Things were a little different in 1930. The US had 48 states, and a population of nearly 123,000,000. Milk cost 14 cents per quart, and bread, nine cents a loaf. But, to be honest, times were pretty hard then.
President Herbert Hoover was facing a national debt of $16 billion and skyrocketing unemployment as the Great Depression intensified. For those who were fortunate enough even to have a job, the average annual salary was $1,368.
In one very special way, however, 1930 was a pretty wonderful year. For on January 17th, 1930, a sex ed heroine was born: Susan Neuberger Wilson. We at Answer would like to celebrate our dear friend by commandeering her blog today and sharing a bit about her amazing history and accomplishments with you.
Susie was raised in New York City, attended the Brearley School and then Vassar. She worked after college as an education reporter for Life magazine in New York where she met foreign correspondent, Donald Wilson, whom she later married.
Susie and Don moved to Washington, where he became President John F. Kennedy’s deputy press secretary and later the deputy director of the US Information Service. Susie’s close relationship with Robert and Ethel Kennedy had a significant impact on her, especially a trip she took with them in 1962 to some of the poorest parts of Asia. Susie returned fired up about taking action, and began tutoring lower-income children in Washington. She earned a master’s degree in early childhood education, and was instrumental in helping to start the first school for White House children.
Over 40 years ago, she and Don moved to Princeton, and Susie, a mother of three, remained active in childhood education. But 1978 became another significant milestone for her, when she was appointed to the New Jersey State Board of Education. Susie famously asked the commissioner of health at the time at what age he thought children needed to know how their bodies work. When he could not provide her with an answer, a sex ed force to be reckoned with was born.
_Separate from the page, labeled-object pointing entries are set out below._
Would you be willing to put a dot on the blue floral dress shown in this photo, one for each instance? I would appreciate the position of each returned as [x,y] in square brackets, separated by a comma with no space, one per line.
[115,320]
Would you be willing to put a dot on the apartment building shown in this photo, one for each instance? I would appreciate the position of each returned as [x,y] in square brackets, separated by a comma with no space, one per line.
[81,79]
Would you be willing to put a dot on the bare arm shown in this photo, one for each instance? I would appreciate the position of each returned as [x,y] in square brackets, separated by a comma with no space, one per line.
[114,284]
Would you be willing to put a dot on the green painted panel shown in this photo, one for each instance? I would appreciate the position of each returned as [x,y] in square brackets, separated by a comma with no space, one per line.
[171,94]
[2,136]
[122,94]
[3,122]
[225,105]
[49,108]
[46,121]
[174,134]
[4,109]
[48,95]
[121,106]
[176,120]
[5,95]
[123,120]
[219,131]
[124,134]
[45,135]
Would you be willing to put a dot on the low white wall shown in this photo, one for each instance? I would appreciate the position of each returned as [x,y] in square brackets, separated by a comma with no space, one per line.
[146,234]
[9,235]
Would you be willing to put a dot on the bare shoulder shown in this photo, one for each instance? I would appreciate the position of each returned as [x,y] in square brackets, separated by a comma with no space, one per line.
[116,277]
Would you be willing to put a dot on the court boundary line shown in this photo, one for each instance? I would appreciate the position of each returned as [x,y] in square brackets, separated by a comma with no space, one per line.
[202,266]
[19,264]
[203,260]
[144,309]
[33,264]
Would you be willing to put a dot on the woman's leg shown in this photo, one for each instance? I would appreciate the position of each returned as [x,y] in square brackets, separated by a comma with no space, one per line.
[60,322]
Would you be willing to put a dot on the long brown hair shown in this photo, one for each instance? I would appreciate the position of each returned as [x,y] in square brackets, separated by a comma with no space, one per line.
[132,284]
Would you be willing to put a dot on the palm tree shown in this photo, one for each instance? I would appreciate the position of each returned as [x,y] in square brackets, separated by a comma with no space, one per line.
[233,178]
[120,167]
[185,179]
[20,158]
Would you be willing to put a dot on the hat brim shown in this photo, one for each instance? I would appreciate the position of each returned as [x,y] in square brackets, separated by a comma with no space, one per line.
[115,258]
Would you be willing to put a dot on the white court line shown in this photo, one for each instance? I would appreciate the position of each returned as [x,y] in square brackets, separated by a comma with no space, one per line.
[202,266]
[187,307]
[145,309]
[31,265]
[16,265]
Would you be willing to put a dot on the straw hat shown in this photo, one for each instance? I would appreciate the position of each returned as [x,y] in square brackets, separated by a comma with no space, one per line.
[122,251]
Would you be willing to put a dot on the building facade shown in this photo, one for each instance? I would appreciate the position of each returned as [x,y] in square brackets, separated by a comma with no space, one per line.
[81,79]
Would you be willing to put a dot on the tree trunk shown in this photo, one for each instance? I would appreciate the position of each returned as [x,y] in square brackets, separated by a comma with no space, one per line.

Susie’s fight for age-appropriate, medically-accurate sexuality education in public schools opened her to vitriolic criticism from opponents to comprehensive sexuality education. Unfazed and determined, Susie continued the fight—and New Jersey is now a model state in the provision of comprehensive sexuality education in the United States. Susie devoted 23 years to the Network for Family Life Education, now Answer, as the executive coordinator, and remains extremely involved as our most trusted advisor. Susie’s passion extends far beyond sexuality education to women’s health and rights, and she continues to lobby legislators actively at the local, state and federal levels for their support. A brilliant, compelling writer, Susie’s blogs, Sex Ed Honestly and Sex Matters, never cease to make us think or challenge us to be better people.
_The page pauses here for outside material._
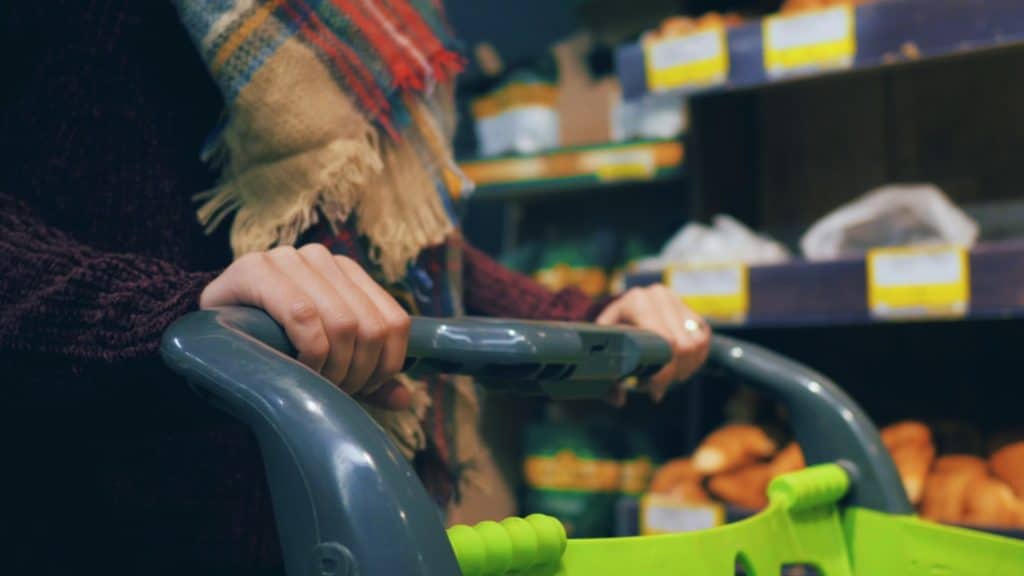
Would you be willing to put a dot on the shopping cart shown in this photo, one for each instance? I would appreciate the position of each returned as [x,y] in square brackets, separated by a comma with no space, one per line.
[347,503]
Beyond her vastly impressive resume, Susie is also someone to be appreciated quite simply for who she is. Spending time with her is like enjoying a seven-course meal—each moment is to be appreciated slowly, has many layers to it and leaves one feeling sated for the time being but wanting more. Chances are Susie will begin her 80th birthday as she does every other morning—by running six miles. My hope is that she will take some time out during this special day to reflect on the wide-reaching impact she has had on sexuality education and women’s rights for more people than I think she can even begin to imagine—just as I know that, rather than rest on her laurels, she has already begun her “to do” list for all the work she intends to accomplish in the decade to come!
Happy birthday, dearest Susie, with deepest gratitude from us all!